Il n’empêche : l’administration américaine considère le moment décisif pour l’avenir de la coopération sécuritaire interalliée. En effet, la victoire du parti d’opposition nippon (le Parti démocrate) aux élections de la Chambre des Conseillers en juillet 2007, aux dépens du Parti libéral démocrate traditionnellement pro-américain et soucieux du prestige japonais, annonce une possible distanciation vis-à-vis de l’allié historique. Or, parachever la montée en puissance militaire et politique de Tokyo implique désormais de lever le tabou psychologique des capacités militaires défensives, donc de faire sauter le verrou constitutionnel de l’article 9 de la Constitution (3). Quoique la Diète japonaise ait adopté en 2007 une loi prévoyant un référendum constitutionnel d’ici 2010, la confirmation de l’alternance politique lors de l’élection de la Chambre des Représentants en septembre prochain pourrait différer la réémergence du « pays du soleil levant » sur la scène internationale.

D’où le sentiment d’urgence qui prévaut au sein de l’administration Obama. Si les États-Unis réaffirment l’alliance américano-nipponne, c’est pour accélérer la modernisation de la coopération interalliée en vue de faire du Japon, tout à la fois, un gendarme auquel transférer la sécurité de leurs intérêts stratégiques régionaux, un relais de leur influence politique régionale et, à terme et plus systématiquement, un partenaire sécuritaire global.

Alors que le redéploiement des forces américaines stationnées sur l’archipel nippon accusait du retard, l’accord bilatéral signé en février dernier prévoit déjà le transfert de 8 000 militaires américains de l’île d’Okinawa à celle de Guam …

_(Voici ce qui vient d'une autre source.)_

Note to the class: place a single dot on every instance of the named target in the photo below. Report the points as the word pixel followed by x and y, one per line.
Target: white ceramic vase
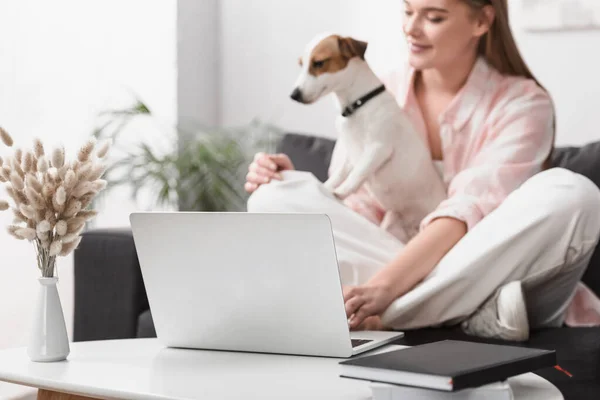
pixel 48 340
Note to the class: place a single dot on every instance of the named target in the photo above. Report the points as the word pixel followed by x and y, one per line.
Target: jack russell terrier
pixel 381 148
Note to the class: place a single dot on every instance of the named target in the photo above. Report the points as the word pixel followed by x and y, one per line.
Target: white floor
pixel 9 391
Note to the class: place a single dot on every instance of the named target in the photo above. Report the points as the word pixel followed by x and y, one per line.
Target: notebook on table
pixel 448 365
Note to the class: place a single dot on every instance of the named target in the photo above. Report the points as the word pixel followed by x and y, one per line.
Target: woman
pixel 507 248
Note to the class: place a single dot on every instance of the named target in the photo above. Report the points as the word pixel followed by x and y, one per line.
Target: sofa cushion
pixel 308 153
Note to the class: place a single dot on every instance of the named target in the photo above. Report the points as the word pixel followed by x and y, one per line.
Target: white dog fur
pixel 381 148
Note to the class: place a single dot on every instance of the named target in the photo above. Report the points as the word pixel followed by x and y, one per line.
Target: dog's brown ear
pixel 352 48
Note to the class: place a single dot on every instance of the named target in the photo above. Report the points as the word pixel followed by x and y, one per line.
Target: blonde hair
pixel 500 50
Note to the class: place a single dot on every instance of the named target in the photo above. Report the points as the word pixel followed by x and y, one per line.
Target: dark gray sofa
pixel 111 303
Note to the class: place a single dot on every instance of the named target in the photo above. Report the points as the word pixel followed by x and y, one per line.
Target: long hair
pixel 500 50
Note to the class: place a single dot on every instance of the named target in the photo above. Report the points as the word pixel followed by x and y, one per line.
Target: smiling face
pixel 441 31
pixel 325 64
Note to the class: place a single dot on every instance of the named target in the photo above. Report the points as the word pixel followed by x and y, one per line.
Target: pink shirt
pixel 495 134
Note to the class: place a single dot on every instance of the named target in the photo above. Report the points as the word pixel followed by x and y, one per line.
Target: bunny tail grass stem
pixel 46 262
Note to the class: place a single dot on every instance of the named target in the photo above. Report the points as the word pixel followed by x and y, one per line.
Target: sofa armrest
pixel 109 290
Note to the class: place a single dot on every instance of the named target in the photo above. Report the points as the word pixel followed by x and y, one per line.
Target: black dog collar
pixel 349 110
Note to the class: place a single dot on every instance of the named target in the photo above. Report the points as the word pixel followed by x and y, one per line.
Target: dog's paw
pixel 342 192
pixel 329 184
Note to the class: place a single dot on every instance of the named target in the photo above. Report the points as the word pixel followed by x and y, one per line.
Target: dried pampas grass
pixel 50 195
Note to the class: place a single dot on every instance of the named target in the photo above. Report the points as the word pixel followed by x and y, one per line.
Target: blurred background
pixel 214 63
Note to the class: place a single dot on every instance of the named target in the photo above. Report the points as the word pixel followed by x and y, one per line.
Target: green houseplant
pixel 199 168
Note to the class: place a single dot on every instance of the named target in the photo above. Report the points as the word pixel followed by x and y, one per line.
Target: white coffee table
pixel 144 369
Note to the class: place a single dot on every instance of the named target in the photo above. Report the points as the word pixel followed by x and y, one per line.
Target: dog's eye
pixel 318 64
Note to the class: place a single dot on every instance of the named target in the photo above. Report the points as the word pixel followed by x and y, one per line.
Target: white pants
pixel 543 235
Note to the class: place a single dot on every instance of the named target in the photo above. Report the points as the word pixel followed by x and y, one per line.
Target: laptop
pixel 248 282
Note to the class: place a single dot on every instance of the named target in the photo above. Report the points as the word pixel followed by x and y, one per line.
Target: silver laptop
pixel 247 282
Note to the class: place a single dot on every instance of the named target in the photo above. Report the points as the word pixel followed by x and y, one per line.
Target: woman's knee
pixel 564 188
pixel 281 196
pixel 565 193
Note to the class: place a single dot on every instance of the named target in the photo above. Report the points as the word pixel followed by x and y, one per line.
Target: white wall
pixel 262 39
pixel 198 82
pixel 60 63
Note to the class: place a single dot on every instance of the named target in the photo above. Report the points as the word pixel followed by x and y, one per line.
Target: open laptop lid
pixel 243 281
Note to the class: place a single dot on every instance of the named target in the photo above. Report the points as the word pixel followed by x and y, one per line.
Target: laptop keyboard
pixel 358 342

(1) Tokyo réclame la souveraineté des « Territoires du Nord » (occupés par la Russie depuis 1945), des « Rochers Liancourt » (occupés par la Corée du Sud depuis 1954) et des îles « Senshaku-Shoto » (également réclamées par la Chine et Taiwan). Ces contentieux territoriaux ont été récemment exacerbés par le révisionnisme historique du premier ministre nippon Junichiro Koizumi.
(2) Tokyo souhaiterait que Washington couple la sortie de « crise nucléaire » avec Pyongyang à la résolution du litige des enlèvements des années 70 et 80.
(3) L’article 9 de la « Constitution pacifique » élaborée en 1946 par le général Douglas MacArthur pendant l’occupation américaine autorise la monarchie constitutionnelle à organiser une auto-défense, mais lui interdit d’acquérir un potentiel de guerre.